As for the charge that the EC is an affront to democracy, the left-leaning Brookings Instruction’s Richard Lempert noted: “Built into our system of checks and balances are several undemocratic institutions, most notably our entire judiciary. Also several procedures, including amending the Constitution and overriding presidential vetoes require supermajorities. The nation seems to have survived these limitations on majoritarian democracy reasonably well, enduring, perhaps in part, because of them.” The Cato Institute’s Roger Pilon, a libertarian, concurred, writing that the Framers “were no friends of direct democracy. Indeed, they feared undiluted majoritarian rule almost as much as royal rule. They put liberty first, with democracy as one, but only one, means toward securing it.”

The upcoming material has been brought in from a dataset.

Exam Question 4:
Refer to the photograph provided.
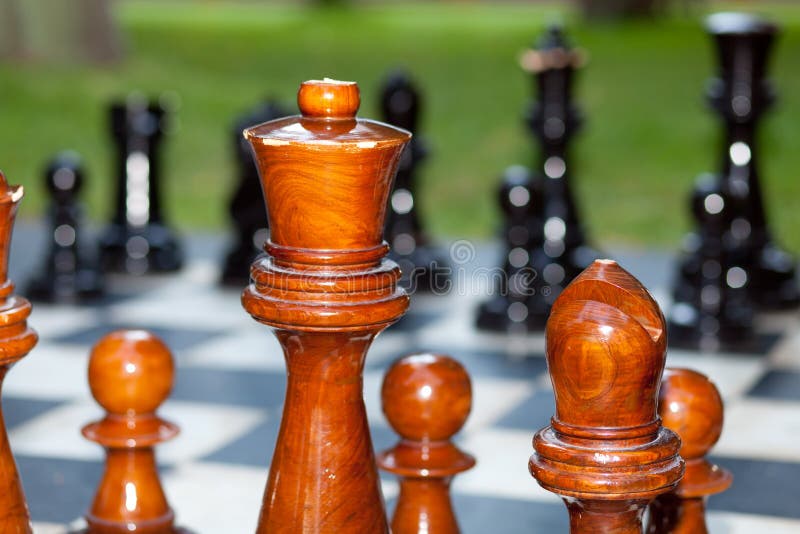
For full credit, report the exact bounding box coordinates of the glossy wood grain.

Diluting the power of large-population states is another reason to eschew EC “repair.” Grabbing big numbers of votes in a few key states might make entire areas of the country irrelevant. (Why bother with the concerns of the Intermountain West, for example, when the region’s eight states have fewer total votes than California alone?) Writing in the The Los Alamos Monitor, Bob Morgan predicted that the end of the EC would encourage candidates to “spend even more of their time and money on the big cities where most voters reside. New Mexico, which has never been more than a quick pit stop on the campaign trail, will become a mere administrative unit in a monolithic national government. End running the Electoral College is another step toward the increasing concentration of political power in the largest urban states, accelerating the decline of the more thinly-populated states into the status of imperial provinces.”

An intriguing final note about the campaign against the EC in the Land of Enchantment: Sen. Pat Woods (R-Broadview) has drafted a bill to adopt the presidential architectures in place in Maine and Nebraska. It would award EC votes by congressional district, with the statewide winner grabbing two EC votes. As Americans currently cast their ballots, the change would benefit the GOP, and thus, skepticism is warranted. (Besides, SB 127 has no chance of passage in a legislature controlled by Democrats.) But it’s an interesting concept — one that makes the EC more democratic, while not turning the presidential contest into a national plebiscite. An opportunity, perhaps, for compromise?

Not much action has been taken on popular-vote legislation so far, but the 2017 session is only half over. As the left’s hatred of “that man in the White House” intensifies, look for at least one of the bills to win approval from both chambers.

Update: Prediction confirmed! SB 42 has passed the Senate, 26-16, on a party-line vote.